The Cardinals are 12-7, which has to qualify as one of the bigger surprises in the early going. I don't think it's going to last, but I also think that many pundits (probably including myself, though I don't think I ever published a pre-season prediction) underestimated this team in the spring.
I don't have any important points to make, but St. Louis is an interesting team, and I thought I'd poke around and see what factoids I could find:
- Of the six pitchers who have started games for the Cards so far this year, five of them--everybody but Lohse--have spent substantial time in the majors as relievers. Wainwright was always slated to become a starter, but everybody else has been an experiment of some sort or other.
- On that subject, I don't think you can give Dave Duncan enough credit. It must be frustrating for a team like the Reds to watch Duncan, year in and year out, take a couple of guys making the minimum and turn them into league-average-or-better 10 game winners. I certainly wouldn't mind if Jeff Weaver skipped extended spring training and did a few coaching sessions with Duncan before making an appearance for the Brewers.

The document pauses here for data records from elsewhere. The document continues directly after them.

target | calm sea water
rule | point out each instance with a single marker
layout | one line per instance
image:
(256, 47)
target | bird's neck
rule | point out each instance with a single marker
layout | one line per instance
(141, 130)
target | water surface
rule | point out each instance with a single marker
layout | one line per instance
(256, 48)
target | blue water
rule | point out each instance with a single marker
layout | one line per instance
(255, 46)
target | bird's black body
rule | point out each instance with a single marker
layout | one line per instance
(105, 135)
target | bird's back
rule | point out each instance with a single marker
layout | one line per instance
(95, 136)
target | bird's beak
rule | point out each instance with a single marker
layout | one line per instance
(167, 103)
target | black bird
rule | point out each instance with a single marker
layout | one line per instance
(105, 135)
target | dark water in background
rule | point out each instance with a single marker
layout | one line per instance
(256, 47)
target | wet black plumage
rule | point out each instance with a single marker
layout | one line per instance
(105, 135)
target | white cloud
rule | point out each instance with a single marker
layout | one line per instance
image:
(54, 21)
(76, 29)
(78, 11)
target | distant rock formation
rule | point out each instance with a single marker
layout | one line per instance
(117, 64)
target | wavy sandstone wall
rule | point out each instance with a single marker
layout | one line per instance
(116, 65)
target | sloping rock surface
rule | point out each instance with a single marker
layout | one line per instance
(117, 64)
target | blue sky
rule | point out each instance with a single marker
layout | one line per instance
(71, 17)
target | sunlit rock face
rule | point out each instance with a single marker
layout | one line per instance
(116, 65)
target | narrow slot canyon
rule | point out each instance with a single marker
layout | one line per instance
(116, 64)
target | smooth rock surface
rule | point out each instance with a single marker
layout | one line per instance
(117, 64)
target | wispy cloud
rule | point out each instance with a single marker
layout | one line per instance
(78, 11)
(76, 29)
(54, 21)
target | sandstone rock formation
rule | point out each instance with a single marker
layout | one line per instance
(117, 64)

- So far, the Cards are a very strong on-base team. Their team OBP is .365, a very close second to the Cubs at .366. Pujols is no surprise, and we saw the kind of ridiculous start Ryan Ludwick is having, but...Cesar Izturis and Adam Kennedy above .340? Really, Ankiel and Molina are the only sub-par OBP guys getting playing time.
- During the series in St. Louis, I heard from a few different angles that Jason Isringhausen might be the best closer in the division. I guess you can make the argument, but at this point, it's more because the competition is in such flux than because of his dominance. I haven't been sold on Izzy for a couple of years, and I continue to be skeptical. Sure, he'll rack up 35 saves (just like Gagne will), but I don't think he'll be the shutdown guy of 3-5 years ago.
- Are the Cards still a stellar defensive team? I don't know. Molina and Pujols are great, and Izturis has that reputation, but Glaus instead of Rolen is a huge step down, and Edmonds is gone, too. Certainly Chris Duncan is not a strong fielder in left, and while Ankiel is still something of an unknown quantity (remember, arms get talked about, but range matters more in the long run) in center, I think it's safe to assume he won't be gold glove-worthy in his first year. One approximation we can use is Defensive Efficiency, which measures the number of batted balls that turn into outs. The Cards are currently at .702, which is a little below average. (The Brewers are at .718, so take that for what it's worth.)
- St. Louis has now played their entire season series with the Giants, and lost four out of seven. That's not an endorsement of their playoff chances. True, two of those losses came at the hands of Tim Lincecum, but the other two were thanks to Kevin Correia and Jonathan Sanchez. I'm not going to pretend that I can tell a team's chances from a few games against one opponent, but...3-4 against San Fran?
- I mentioned yesterday that teams tend to revert to average in extra inning games; the same is true in one-run games. The Cards have played five one-run games, and won four of them. Perhaps they'll lose one or two in Milwaukee.